In Kristine H. v. Lisa R. (6/30/2004) 2004 Daily Journal D.A.R. 8053, a lesbian couple decided to have a child together through artificial insemination. Prior to the child’s birth, the couple obtained a judgment holding that both women were the child’s legal parents, based on the holdings in Johnson v. Calvert (1993) 5 Cal.4th 84 and Buzzanca and on a broad construction of Family Code section 7613. The couple separated two years later. In a decision issued on June 30, 2004, the Court of Appeal, Second District, Division 3, invalidated the original judgment. Notwithstanding the holdings in Johnson and Buzzanca that couples who use reproductive technology to procreate are legal parents, the Court of Appeal found that the judgment of parenthood in Kristine H. was “void and of no legal effect.” Contrary to the holding in Elisa B., the court did suggest that the non-biological mother could petition for parenthood under Family Code section 7611(d), which provides that a man who welcomes a child into his home and holds the child out as his own is presumed to be the father of the child.

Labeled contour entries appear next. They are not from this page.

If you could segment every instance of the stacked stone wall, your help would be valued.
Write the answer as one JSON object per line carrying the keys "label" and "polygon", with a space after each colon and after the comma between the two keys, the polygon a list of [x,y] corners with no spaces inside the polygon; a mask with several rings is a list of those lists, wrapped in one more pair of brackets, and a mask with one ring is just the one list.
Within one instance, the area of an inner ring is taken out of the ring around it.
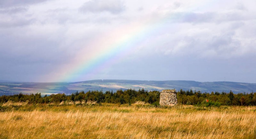
{"label": "stacked stone wall", "polygon": [[177,104],[177,94],[175,90],[164,90],[160,93],[160,105],[173,106]]}

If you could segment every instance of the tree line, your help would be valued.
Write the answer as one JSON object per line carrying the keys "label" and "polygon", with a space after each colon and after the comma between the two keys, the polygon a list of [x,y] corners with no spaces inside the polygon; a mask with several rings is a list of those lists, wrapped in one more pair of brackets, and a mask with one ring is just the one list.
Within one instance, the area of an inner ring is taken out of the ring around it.
{"label": "tree line", "polygon": [[[70,95],[64,94],[52,94],[42,96],[41,93],[19,94],[0,96],[0,103],[8,101],[14,102],[28,101],[31,103],[60,103],[62,101],[81,101],[84,100],[96,101],[98,103],[132,104],[137,101],[142,101],[154,105],[159,105],[160,92],[158,91],[148,91],[144,89],[135,90],[129,89],[124,91],[118,90],[116,92],[108,91],[76,91]],[[234,94],[230,91],[224,92],[202,93],[200,91],[184,91],[180,89],[177,92],[178,103],[185,105],[200,105],[206,100],[218,102],[224,105],[256,106],[256,93],[239,93]]]}

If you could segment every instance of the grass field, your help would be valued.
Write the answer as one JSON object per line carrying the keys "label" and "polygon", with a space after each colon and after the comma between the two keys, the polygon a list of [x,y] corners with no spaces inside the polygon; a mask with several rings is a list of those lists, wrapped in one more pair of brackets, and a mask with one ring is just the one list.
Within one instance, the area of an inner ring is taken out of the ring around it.
{"label": "grass field", "polygon": [[253,138],[256,107],[2,104],[1,138]]}

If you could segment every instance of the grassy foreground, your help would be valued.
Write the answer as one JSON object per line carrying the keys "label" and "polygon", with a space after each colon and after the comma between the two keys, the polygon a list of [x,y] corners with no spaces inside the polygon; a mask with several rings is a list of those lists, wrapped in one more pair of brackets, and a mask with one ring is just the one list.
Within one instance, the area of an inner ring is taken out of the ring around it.
{"label": "grassy foreground", "polygon": [[256,107],[6,103],[1,138],[256,138]]}

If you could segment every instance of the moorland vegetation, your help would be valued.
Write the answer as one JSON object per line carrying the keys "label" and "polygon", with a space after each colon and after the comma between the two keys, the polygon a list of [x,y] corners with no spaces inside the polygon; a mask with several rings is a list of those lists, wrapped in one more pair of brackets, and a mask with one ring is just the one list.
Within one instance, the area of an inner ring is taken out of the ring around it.
{"label": "moorland vegetation", "polygon": [[[144,89],[135,90],[127,89],[117,90],[116,92],[102,90],[76,91],[70,95],[64,94],[52,94],[42,96],[41,93],[19,94],[0,96],[0,103],[11,101],[13,102],[28,102],[29,103],[59,103],[61,102],[75,103],[76,102],[95,101],[98,103],[108,103],[121,104],[131,104],[141,101],[157,106],[159,105],[160,93],[158,91],[148,92]],[[224,92],[202,93],[200,91],[190,89],[186,91],[180,89],[177,92],[178,103],[183,105],[206,105],[219,106],[255,106],[256,93],[239,93],[234,94],[232,91],[228,93]],[[205,100],[209,101],[206,104]],[[77,102],[78,103],[78,102]]]}

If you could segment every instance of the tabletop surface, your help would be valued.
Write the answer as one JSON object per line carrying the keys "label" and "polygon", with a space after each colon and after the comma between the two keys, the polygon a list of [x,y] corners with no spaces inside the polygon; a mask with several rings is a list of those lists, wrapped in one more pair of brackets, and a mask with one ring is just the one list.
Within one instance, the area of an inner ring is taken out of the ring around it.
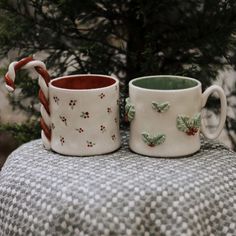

In K.M. v. E.G. (2004) 118 Cal.App.4th 477, the Court of Appeal, First District, Division 5, examined the case of a lesbian couple where one woman provided eggs, which were inseminated in vitro using donor sperm and then implanted into the uterus of the other woman. The two women — one the genetic mother and the other the gestational mother — raised the resulting twins together for more than five years. The twins looked to both of them as parents, as documented in the record. Yet, the court found that the genetic mother had only intended to be an egg donor at the time of conception, and held her to this intent, ignoring the parent-child relationship she established over 5 years of acting as a full-time, in-home parent.

In general, media discussion of these cases has centered on the rights of lesbian and gay couples to have their adult relationships legally recognized. This is not surprising, given the current national focus on the issues of civil unions, domestic partnerships and marriage equality. However, the recent appellate cases are actually about the rights of the children of same sex couples. And, distressingly, reading these cases together leads inescapably to the conclusion that the California courts are interpreting the law to hold that children of same sex couples are not entitled to the same protections as children of opposite sex couples.
The Uniform Parentage Act was adopted by California in an effort to end the status of “illegitimacy” for the children of unwed heterosexual California couples. The recent cases noted above show that children of same-sex couples have become the new “illegitimate” children of our state. It is time for this practice to end.